In the present study, we do not seek to resolve these complex issues. Rather, we aimed to present the analysis with minimal human interpretation, allowing readers to evaluate whether the observed conceptual shifts reflect improved identification of previously overlooked cases or a broadening of diagnostic boundaries that may carry a risk of overdiagnosis (37, 38). Accordingly, we suggest that future discussions consider these findings in light of the DSM’s own definition of a mental disorder, which emphasizes “clinically significant disturbance” and cautions against diagnosing “an expectable or culturally approved response to a common stressor” or “conflicts that are primarily between the individual and society” (5).
Limitations
5.1
While this study provides a well-validated analysis of ADHD-related texts, several limitations should be acknowledged. First, the study focused exclusively on DSM texts, which, while serving as the most authoritative psychiatric classification system, represent only one aspect of how ADHD is conceptualized. The evolution of ADHD is influenced by broader forces, including empirical research, clinical practice, educational policies, and public discourse. Second, while this study critically examined shifts in the DSM’s portrayal of ADHD, it did not empirically assess their impact on real-world clinical practice, such as changes in prevalence rates, prescribing patterns, or patient outcomes. Future research should integrate real-world data to examine how DSM modifications translate into clinical decision-making.

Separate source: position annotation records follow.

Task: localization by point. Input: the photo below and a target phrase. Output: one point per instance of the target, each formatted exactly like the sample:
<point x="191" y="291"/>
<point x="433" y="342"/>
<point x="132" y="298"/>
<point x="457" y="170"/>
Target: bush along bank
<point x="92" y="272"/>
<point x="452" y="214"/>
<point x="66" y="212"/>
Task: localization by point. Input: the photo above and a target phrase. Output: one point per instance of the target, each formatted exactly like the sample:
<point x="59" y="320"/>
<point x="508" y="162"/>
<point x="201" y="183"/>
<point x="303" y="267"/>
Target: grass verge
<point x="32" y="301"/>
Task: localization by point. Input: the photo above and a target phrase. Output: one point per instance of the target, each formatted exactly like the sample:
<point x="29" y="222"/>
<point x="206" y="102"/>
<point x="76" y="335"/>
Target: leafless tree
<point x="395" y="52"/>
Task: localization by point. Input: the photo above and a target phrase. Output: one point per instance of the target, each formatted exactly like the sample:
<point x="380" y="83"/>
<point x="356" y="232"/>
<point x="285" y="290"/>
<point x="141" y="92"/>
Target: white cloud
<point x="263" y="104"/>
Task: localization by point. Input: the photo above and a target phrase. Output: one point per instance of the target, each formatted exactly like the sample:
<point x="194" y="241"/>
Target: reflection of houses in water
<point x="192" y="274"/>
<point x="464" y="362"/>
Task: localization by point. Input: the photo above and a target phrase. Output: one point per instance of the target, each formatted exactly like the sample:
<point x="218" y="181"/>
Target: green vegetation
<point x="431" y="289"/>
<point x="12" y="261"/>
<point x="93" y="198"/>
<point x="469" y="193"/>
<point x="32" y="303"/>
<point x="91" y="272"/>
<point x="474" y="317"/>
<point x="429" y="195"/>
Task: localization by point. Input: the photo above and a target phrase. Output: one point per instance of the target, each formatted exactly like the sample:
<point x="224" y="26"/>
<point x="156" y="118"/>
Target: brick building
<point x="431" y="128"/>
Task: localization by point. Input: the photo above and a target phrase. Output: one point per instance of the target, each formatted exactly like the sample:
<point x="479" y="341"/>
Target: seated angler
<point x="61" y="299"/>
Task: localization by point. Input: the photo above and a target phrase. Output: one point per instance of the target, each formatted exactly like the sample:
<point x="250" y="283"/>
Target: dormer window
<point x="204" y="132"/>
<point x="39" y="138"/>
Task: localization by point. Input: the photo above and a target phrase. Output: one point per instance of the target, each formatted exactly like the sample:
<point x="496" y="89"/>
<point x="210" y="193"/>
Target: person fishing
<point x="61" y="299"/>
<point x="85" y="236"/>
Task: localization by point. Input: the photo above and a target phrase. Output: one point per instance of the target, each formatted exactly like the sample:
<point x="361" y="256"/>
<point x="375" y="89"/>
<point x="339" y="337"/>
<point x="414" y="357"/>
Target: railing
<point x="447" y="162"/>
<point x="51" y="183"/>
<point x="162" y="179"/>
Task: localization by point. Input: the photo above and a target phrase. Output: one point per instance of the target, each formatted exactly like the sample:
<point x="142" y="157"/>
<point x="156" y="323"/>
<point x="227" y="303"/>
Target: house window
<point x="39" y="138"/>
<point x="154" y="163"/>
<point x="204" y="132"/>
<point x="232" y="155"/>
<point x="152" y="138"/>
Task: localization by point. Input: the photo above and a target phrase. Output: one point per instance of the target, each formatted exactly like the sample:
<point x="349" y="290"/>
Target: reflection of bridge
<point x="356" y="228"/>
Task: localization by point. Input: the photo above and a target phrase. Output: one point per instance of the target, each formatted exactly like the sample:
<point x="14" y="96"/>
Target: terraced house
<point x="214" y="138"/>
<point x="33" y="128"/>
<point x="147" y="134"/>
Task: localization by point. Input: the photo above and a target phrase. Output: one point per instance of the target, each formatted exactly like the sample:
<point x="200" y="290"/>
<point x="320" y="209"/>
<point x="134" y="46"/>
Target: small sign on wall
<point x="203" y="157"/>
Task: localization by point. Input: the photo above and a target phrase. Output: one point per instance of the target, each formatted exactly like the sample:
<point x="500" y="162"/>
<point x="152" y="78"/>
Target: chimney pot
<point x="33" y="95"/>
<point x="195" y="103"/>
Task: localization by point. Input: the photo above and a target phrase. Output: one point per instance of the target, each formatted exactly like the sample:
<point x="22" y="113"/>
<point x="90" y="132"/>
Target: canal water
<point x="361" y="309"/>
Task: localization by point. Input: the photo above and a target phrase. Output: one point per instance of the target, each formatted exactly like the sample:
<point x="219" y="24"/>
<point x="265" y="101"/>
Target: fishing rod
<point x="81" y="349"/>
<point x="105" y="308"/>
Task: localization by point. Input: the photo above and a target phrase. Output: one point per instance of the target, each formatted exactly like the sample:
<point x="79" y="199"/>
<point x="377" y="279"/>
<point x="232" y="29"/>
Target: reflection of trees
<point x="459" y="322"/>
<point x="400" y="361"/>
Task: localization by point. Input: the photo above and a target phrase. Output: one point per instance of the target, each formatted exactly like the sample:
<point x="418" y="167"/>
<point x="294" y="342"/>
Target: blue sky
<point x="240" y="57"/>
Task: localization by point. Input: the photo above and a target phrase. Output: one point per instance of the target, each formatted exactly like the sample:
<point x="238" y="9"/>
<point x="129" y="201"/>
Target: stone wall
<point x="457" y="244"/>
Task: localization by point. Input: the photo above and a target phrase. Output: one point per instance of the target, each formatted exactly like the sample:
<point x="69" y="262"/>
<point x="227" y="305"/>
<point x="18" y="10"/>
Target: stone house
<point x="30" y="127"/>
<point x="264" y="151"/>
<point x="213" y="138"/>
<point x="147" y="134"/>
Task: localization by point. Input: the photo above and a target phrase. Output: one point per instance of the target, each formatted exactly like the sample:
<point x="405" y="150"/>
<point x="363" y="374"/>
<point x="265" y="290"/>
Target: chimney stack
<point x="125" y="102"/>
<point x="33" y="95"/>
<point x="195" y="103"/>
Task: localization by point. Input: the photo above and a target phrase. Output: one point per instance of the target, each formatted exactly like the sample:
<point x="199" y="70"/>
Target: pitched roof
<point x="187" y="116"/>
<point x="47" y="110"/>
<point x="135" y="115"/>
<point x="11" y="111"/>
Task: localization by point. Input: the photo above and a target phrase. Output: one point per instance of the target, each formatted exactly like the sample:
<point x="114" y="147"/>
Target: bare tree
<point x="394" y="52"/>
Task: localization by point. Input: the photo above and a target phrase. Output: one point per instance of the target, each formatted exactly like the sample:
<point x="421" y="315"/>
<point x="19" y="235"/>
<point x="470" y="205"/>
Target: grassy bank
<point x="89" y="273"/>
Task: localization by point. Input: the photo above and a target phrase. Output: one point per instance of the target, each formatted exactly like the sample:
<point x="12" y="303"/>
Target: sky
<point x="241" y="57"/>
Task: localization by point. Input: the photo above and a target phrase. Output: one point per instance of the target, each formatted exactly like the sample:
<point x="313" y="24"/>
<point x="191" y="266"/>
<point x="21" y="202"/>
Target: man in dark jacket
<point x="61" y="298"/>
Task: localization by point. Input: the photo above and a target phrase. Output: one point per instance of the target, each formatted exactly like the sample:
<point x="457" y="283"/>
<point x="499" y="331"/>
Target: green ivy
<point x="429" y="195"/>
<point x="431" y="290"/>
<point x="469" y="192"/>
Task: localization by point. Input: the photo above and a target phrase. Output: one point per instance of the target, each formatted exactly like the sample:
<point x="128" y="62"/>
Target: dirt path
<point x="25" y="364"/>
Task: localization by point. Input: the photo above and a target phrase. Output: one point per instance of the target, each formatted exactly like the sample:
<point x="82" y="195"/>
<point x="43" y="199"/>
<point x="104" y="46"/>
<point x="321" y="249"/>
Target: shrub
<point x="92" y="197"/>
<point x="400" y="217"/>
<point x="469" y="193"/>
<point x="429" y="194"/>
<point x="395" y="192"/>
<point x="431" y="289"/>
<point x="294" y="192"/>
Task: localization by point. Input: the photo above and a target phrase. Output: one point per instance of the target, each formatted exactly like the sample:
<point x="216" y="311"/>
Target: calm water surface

Third, while the analytical pipeline is fully transparent and can be re-applied to the same DSM corpus, the proprietary and continuously evolving nature of AI language models limits exact output-level reproducibility. Ongoing model updates may lead to variation in specific phrasing, although the analysis is designed to promote robustness at the level of quotation-grounded patterns rather than identical model-generated wording. Fourth, AI models are susceptible to biases based on their training data, including frequency effects that may skew their focus toward more recent DSM editions. Finally, AI models function as black-box systems, meaning their internal decision-making processes remain opaque (39). Although cross-validation measures were implemented and models were required to support all findings with verbatim DSM quotations to mitigate biases and hallucinations, human expertise remains essential for interpreting findings and contextualizing them within the broader scientific and clinical landscape.
Future studies may benefit from utilizing open-weight AI models, which make their parameters publicly available, improving transparency, reproducibility, and researcher control over the analysis. Additionally, integrating hybrid methodologies that combine AI analysis with traditional qualitative research may further strengthen findings by providing a more nuanced understanding of ADHD’s evolving conceptualization. Despite these limitations, this study establishes a structured, transparent, and replicable foundation for future research, offering valuable insights for researchers, clinicians, and policymakers seeking to better understand the shifting diagnostic landscape of ADHD.